Industrial Organization
Autor: Floris Jan Keizer • November 29, 2015 • Coursework • 4,358 Words (18 Pages) • 938 Views
Industrial Organization Minor 2013
- Introduction
Two approaches to studying Industrial Organization
- Structure-Conduct-Performance paradigm
The SCP paradigm concentrates on empirical rather than theoretical analysis.
- Chicago School approach
Characterized by a strong belief in efficient markets & rationality of market participants
Static vs. Dynamic models
In most microeconomics courses strong focus on static models: all decisions are made simultaneously, time plays no role → advantage: relatively simple. Industrial Organization also considers dynamic models, which deal with changes over time → more realistic, but more complex.
- The firm and its costs
Transaction costs economics; some transactions are done on markets, some within firms.
Coase’s proposal; using the market mechanism costs transaction costs for searching price/product information and negotiating contracts. Within the firm these costs are not incurred. However, an entrepreneur’s skills are also limited → using managerial decision making also comes at a cost, which increases in the size of the firm. Therefore, an optimal firm size exists, beyond which the cost within the firm exceeds the transaction cost of the market.

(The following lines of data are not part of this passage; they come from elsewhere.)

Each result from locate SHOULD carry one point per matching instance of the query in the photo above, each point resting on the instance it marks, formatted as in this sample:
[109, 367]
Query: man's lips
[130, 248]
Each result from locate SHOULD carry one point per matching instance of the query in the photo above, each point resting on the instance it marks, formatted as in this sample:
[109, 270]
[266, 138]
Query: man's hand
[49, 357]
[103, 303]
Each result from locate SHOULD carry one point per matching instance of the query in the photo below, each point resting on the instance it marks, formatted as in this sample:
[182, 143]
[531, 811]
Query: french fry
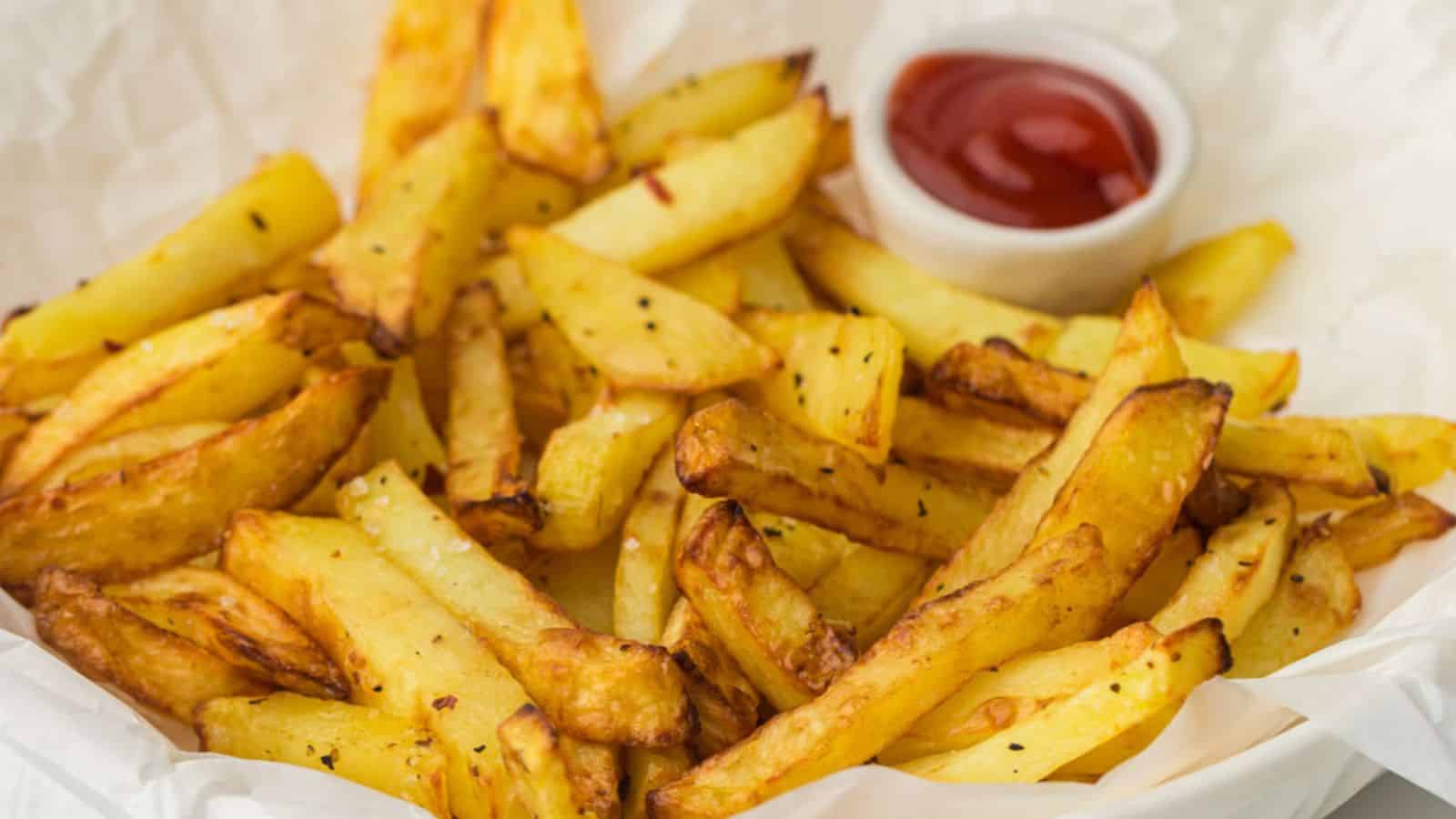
[682, 210]
[768, 624]
[1376, 533]
[1034, 748]
[485, 484]
[734, 450]
[1259, 379]
[398, 263]
[644, 588]
[167, 511]
[592, 468]
[386, 753]
[1145, 353]
[1002, 695]
[640, 332]
[711, 106]
[1315, 601]
[590, 685]
[841, 376]
[932, 315]
[213, 368]
[1206, 285]
[926, 656]
[538, 82]
[284, 207]
[421, 80]
[111, 644]
[233, 624]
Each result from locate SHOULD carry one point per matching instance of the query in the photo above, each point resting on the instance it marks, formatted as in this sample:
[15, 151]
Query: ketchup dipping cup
[1077, 268]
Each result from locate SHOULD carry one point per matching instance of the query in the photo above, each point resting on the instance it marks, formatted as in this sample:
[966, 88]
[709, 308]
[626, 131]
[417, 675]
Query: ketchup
[1023, 143]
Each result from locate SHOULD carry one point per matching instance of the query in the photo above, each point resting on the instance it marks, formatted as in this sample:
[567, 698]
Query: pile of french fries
[596, 468]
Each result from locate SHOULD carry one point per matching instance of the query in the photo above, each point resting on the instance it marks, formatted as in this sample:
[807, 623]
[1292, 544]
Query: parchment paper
[120, 116]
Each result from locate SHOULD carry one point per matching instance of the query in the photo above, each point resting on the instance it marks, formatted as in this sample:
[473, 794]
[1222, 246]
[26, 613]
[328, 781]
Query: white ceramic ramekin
[1079, 268]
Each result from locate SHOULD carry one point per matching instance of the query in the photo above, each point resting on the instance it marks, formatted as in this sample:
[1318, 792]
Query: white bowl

Coase; transaction costs before a contract is signed. Williamson; transaction costs after contract is signed. Most contracts are incomplete. It is impossible to specify all contingencies. This creates opportunities for opportunistic behavior (=to act in self-interest).
One solution; integration. (= extending the boundaries of the firm to include this transaction within the firm) = merger/takeover. Ex. Specific investment in human capital/knowledge of one worker, which can only be used within that firm.
The resource-based theory of the firm is complementary to transaction cost theory, not a substitute. A firm governs two types of resources; property-based and knowledge-based resources (tacit vs. explicit). The more unique a resource is, the higher the rent it generates.
Forms of firms;
- Sole proprietorships & partnerships. Owner = manager. Problems; unlimited liability of owners and finite lives. →hard to get outside financing
- Corporation. Professional managers employed, overseen by board of directors. Separate legal entity, created by government charter. Owned by shareholders
Managerial problems; people usually maximize their own utility, managers too. Managers might go for revenue, perks or quiet life, instead of chasing the goals of the owners. Managers may also be too risk averse or use simple rules-of-thumb & own experience to produce a satisficing profit.